Los extraordinarios hallazgos han sido divulgados en la revista Physical Review Letters, con la colaboración de más de 1.700 autores procedentes de 318 instituciones académicas y centros de investigación a nivel mundial.
¿Qué son las Ondas Gravitacionales?
Cuando un cuerpo celeste masivo -como los agujeros negros detectados- experimenta movimientos acelerados, produce perturbaciones características que se propagan por el universo a la velocidad de la luz, comprimiendo y expandiendo el espacio en su trayectoria. El fenómeno puede compararse con las ondas que se forman al lanzar una piedra a un lago, expandiéndose desde el punto de impacto hacia el exterior.
Estas ondulaciones gravitacionales son una consecuencia natural de la teoría de la relatividad general, aunque el propio Albert Einstein dudaba que pudieran detectarse debido a su extremada debilidad.
El Desafío Tecnológico
Incluso en eventos cósmicos de gran magnitud como colisiones de agujeros negros o estrellas de neutrones, la amplitud de las perturbaciones que alcanzan nuestro planeta sería miles de veces menor que las dimensiones de un protón.
Transcurrieron cien años desde la predicción de Einstein hasta el descubrimiento de estos mensajeros cósmicos, inaugurando una nueva etapa en la exploración del universo.
La detección de estas mínimas alteraciones del espacio-tiempo representaba un enorme desafío, requiriendo instrumentación capaz de medir oscilaciones equivalentes a una trillonésima parte de un metro.
La Solución: Interferometría Láser
La respuesta tecnológica llegó mediante la interferometría óptica láser, una técnica de medición ultra precisa que consiste en superponer dos o más haces de luz para crear patrones característicos de máximos y mínimos. El análisis detallado de estos patrones interferenciales permite determinar tamaños inferiores al de un átomo.
El principio teórico de la interferencia óptica es comprensible:
- Interferencia destructiva: Ocurre cuando las crestas de un haz coinciden con los valles del otro, produciendo un mínimo
- Interferencia constructiva: Se produce cuando las crestas de ambos haces coinciden, generando un máximo
Observatorios de Ondas Gravitacionales
Basándose en este principio interferencial operan los principales detectores mundiales:
- LIGO en Estados Unidos (con dos instrumentos idénticos separados 3.000 km)
- VIRGO en Italia
- KAGRA en Japón
Estos tres observatorios conforman el consorcio LVK y han identificado aproximadamente 300 fusiones de agujeros negros hasta la fecha.

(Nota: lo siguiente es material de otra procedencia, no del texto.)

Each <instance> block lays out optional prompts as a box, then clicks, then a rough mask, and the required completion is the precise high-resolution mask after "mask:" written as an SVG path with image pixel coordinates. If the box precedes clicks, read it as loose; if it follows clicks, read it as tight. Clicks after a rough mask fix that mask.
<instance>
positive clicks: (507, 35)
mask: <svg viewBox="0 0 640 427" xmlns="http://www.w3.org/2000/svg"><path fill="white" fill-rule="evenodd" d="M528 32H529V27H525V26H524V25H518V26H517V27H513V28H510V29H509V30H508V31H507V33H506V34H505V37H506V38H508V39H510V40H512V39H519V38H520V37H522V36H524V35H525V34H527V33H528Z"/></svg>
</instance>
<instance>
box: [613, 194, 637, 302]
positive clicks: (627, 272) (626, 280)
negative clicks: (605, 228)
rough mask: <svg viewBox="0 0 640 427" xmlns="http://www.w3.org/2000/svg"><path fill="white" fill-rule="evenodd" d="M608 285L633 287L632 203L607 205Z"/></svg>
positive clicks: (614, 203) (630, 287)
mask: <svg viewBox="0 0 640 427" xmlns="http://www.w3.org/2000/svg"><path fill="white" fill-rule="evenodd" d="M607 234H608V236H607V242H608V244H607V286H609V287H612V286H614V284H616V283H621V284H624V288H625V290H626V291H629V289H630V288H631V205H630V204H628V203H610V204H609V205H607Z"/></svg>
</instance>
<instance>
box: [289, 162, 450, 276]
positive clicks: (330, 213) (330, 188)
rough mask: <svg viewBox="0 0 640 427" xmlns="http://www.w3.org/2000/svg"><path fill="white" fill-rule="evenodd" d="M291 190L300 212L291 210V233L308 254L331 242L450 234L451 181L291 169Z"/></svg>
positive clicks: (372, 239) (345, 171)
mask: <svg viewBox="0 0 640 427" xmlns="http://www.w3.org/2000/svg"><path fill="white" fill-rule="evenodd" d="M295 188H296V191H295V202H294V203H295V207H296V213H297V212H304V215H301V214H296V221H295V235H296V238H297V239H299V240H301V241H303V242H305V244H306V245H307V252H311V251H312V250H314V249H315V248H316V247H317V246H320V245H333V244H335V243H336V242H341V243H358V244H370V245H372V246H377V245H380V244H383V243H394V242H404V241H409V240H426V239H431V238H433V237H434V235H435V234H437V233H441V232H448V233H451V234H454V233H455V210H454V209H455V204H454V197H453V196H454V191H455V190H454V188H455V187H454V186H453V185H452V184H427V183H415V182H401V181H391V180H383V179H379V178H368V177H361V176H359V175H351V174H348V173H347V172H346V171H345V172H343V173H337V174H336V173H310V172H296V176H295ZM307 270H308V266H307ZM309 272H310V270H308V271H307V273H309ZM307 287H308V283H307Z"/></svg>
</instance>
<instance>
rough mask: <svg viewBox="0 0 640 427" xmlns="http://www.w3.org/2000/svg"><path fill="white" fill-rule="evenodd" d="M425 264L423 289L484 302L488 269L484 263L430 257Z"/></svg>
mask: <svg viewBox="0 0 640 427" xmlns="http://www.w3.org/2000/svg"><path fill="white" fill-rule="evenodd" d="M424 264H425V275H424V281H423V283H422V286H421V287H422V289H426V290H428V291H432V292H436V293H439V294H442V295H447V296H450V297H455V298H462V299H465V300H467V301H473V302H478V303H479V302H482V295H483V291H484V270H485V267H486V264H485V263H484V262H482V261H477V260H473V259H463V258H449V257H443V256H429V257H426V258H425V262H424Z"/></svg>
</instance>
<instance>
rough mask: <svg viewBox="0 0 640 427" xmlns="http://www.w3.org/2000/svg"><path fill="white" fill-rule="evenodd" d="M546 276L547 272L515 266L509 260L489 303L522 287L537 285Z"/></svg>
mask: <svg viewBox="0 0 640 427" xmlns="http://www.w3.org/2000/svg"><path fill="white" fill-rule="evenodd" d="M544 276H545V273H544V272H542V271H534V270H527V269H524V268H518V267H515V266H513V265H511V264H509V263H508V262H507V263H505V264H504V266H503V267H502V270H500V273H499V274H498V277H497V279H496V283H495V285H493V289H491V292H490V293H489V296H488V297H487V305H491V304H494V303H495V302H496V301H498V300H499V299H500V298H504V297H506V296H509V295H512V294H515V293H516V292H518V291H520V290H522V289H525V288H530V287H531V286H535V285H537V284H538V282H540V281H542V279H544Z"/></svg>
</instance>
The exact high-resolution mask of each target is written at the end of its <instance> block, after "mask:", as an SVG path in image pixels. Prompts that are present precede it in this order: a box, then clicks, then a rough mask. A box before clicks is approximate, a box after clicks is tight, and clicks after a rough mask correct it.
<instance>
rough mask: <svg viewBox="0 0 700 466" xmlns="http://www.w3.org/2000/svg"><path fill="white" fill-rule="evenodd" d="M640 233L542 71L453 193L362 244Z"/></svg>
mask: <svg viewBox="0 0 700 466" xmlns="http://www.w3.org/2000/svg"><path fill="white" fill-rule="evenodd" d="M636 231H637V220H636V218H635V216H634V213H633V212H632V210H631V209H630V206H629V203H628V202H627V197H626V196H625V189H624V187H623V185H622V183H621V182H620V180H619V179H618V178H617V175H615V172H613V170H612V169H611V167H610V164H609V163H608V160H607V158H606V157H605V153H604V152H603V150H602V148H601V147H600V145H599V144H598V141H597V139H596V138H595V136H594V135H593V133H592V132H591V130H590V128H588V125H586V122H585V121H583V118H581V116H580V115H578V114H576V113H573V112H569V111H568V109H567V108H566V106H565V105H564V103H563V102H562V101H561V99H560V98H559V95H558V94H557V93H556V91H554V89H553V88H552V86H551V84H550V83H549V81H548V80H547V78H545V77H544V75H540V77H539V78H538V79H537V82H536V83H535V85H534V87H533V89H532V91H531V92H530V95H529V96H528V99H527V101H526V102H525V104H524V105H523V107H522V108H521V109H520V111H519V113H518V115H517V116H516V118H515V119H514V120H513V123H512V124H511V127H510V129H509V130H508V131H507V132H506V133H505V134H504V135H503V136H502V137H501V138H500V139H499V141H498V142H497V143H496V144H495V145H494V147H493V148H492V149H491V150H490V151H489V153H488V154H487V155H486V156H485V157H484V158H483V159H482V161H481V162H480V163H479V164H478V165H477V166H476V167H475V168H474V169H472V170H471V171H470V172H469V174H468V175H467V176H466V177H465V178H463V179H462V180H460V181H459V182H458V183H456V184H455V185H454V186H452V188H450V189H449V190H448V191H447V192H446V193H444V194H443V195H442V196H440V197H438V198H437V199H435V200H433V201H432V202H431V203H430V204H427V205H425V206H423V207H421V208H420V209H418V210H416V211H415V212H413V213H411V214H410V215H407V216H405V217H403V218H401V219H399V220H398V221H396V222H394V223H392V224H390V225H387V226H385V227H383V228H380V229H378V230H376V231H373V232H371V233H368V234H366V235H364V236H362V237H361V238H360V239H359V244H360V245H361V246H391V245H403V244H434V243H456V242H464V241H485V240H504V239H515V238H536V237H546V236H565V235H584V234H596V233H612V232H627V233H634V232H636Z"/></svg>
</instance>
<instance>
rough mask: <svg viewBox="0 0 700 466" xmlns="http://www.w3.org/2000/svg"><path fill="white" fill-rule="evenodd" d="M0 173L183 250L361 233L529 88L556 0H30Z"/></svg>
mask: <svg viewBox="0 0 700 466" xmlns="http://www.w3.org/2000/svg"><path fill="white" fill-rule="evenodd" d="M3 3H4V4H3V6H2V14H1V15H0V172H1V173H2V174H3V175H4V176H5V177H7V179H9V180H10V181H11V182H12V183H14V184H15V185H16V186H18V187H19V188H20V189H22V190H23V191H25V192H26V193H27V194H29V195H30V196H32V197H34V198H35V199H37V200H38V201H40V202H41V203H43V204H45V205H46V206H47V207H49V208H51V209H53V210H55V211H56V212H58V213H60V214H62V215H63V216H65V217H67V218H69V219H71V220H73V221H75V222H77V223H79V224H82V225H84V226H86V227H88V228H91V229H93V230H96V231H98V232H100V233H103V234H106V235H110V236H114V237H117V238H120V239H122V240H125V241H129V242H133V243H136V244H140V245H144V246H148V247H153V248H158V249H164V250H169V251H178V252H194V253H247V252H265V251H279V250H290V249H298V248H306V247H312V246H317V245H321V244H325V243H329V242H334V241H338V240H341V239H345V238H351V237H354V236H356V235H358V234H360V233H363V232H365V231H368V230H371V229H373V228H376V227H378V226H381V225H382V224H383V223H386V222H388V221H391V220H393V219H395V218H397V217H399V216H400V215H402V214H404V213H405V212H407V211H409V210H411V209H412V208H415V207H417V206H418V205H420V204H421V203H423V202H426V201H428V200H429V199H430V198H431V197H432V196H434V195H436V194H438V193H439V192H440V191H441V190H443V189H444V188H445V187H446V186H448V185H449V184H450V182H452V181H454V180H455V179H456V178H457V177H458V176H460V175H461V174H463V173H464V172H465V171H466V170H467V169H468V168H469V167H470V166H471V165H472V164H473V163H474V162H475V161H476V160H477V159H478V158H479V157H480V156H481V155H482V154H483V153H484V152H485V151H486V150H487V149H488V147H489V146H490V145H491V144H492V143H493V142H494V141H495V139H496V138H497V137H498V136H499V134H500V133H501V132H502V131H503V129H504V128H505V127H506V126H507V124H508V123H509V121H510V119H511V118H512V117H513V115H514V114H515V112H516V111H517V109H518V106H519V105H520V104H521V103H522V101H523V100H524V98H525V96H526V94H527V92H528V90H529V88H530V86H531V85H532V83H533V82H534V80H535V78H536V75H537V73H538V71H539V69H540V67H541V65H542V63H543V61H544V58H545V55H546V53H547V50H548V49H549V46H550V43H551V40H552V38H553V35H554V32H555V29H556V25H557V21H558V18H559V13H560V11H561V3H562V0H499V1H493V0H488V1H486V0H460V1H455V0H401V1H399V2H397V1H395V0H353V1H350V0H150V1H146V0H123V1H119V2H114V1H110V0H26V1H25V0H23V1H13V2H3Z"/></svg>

Confirmación del Teorema de Hawking
El análisis exhaustivo de GW250114 reveló que:
- Dos agujeros negros de entre 30-40 masas solares colisionaron
- El evento ocurrió a 1.300 millones de años luz de la Tierra
- El agujero negro resultante posee aproximadamente 63 masas solares
Los cálculos demostraron que:
- Los agujeros negros iniciales tenían una superficie total de 240.000 km² (similar al Reino Unido)
- El agujero negro resultante presenta una superficie de 400.000 km² (comparable a Suecia)
Estos resultados confirman el "teorema del área de los agujeros negros" propuesto por Stephen Hawking en 1971, que establece que la superficie total de los agujeros negros no puede disminuir. La verificación alcanza un nivel de confianza del 99.999%.
Futuro de la Investigación
Las próximas investigaciones se centrarán en la detección de ondas gravitacionales de baja frecuencia, inaccesibles para interferómetros terrestres. La NASA y ESA desarrollan conjuntamente LISA (Laser Interferometer Space Antenna), un interferómetro espacial compuesto por tres naves formando un triángulo equilátero con separaciones de cinco millones de kilómetros.
El 14 de septiembre de 2015 marcó el inicio de una nueva era en la observación cósmica, cuyo potencial futuro resulta extraordinariamente prometedor.